2. BayPass_input.geno: BayPass input file in geno format for all 28 populations.
3. BayPass_nativevsAliceSprings.ecotype: BayPass ecotype file for contrasting native populations vs. Alice Springs.
4. BayPass_nativevsExpanded.ecotype: BayPass ecotype file for contrasting native populations vs. southern expanded populations.
5. BayPass_nativevsPacificIslands.ecotype: BayPass ecotype file for contrasting native populations vs. Tahiti and Loyalty islands.

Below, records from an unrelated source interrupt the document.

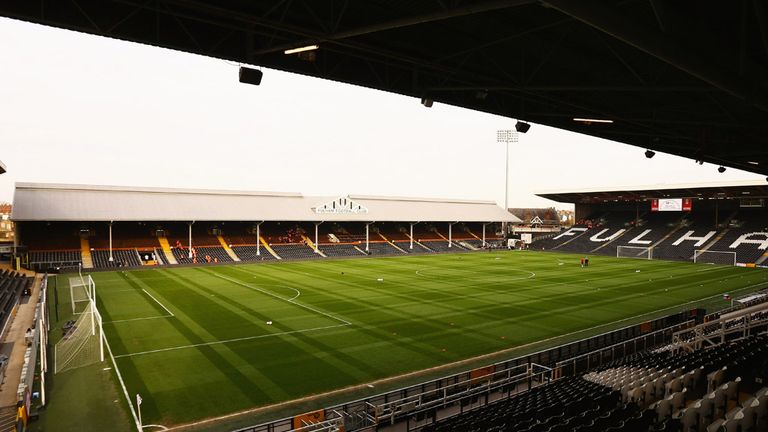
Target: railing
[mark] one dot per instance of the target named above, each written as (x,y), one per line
(729,326)
(585,362)
(427,395)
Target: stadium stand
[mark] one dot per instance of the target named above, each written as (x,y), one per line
(340,249)
(748,222)
(442,246)
(381,248)
(672,236)
(295,251)
(406,246)
(12,284)
(121,258)
(249,253)
(708,389)
(211,254)
(44,260)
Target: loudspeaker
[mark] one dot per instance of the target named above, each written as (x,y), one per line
(250,76)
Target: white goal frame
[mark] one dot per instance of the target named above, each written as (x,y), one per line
(81,290)
(647,249)
(84,345)
(699,252)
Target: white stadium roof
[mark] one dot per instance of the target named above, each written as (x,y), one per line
(63,202)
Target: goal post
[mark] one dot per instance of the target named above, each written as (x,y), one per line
(81,290)
(714,257)
(82,342)
(638,252)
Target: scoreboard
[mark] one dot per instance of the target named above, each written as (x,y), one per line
(672,204)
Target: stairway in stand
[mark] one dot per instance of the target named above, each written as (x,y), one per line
(85,252)
(8,419)
(228,249)
(167,250)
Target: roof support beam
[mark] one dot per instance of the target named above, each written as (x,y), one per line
(469,9)
(762,21)
(676,53)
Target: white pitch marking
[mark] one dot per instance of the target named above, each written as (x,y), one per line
(235,281)
(230,340)
(138,319)
(298,293)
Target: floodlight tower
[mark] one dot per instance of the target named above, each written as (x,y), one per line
(506,136)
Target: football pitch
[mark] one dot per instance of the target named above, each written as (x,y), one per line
(201,342)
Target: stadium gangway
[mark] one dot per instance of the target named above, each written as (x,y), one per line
(606,354)
(739,323)
(332,425)
(530,375)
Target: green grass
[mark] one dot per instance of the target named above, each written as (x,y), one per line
(336,325)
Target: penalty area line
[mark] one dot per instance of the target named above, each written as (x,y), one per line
(222,342)
(139,319)
(293,302)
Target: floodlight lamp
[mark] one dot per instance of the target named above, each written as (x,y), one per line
(506,136)
(250,76)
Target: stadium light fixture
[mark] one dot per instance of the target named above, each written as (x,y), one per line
(591,120)
(250,76)
(301,49)
(506,136)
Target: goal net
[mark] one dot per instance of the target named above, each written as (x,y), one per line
(634,252)
(714,257)
(82,342)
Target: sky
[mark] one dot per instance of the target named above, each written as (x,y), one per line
(82,109)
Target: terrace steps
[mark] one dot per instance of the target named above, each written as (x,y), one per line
(266,246)
(166,247)
(8,418)
(311,244)
(228,249)
(85,251)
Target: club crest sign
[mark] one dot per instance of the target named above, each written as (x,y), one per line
(341,205)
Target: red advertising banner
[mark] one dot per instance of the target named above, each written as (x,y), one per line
(687,204)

6. BayPass_nativevsPooled.ecotype: BayPass ecotype file for contrasting native populations vs. all invasive populations.
7. bialSNP_MAF05_geno_LDdecayInput.vcf: VCF containing SNPs filtered for biallelic markers with minimum allele frequency (MAF) of 0.05 and missing data but not for linkage disequilibrium (LD). This VCF was used for LD decay analysis.
8. conStruct_coordinates_latlon.txt: Coordinates of 301 samples in latitude and longitude format used in the conStruct analysis.
9. conStruct_distances.txt: Matrix of pairwise geographic distances between each individual used in the conStruct analysis.
10. conStruct_input: Matrix of allele frequencies created using the structure2conStruct function of the R package conStruct.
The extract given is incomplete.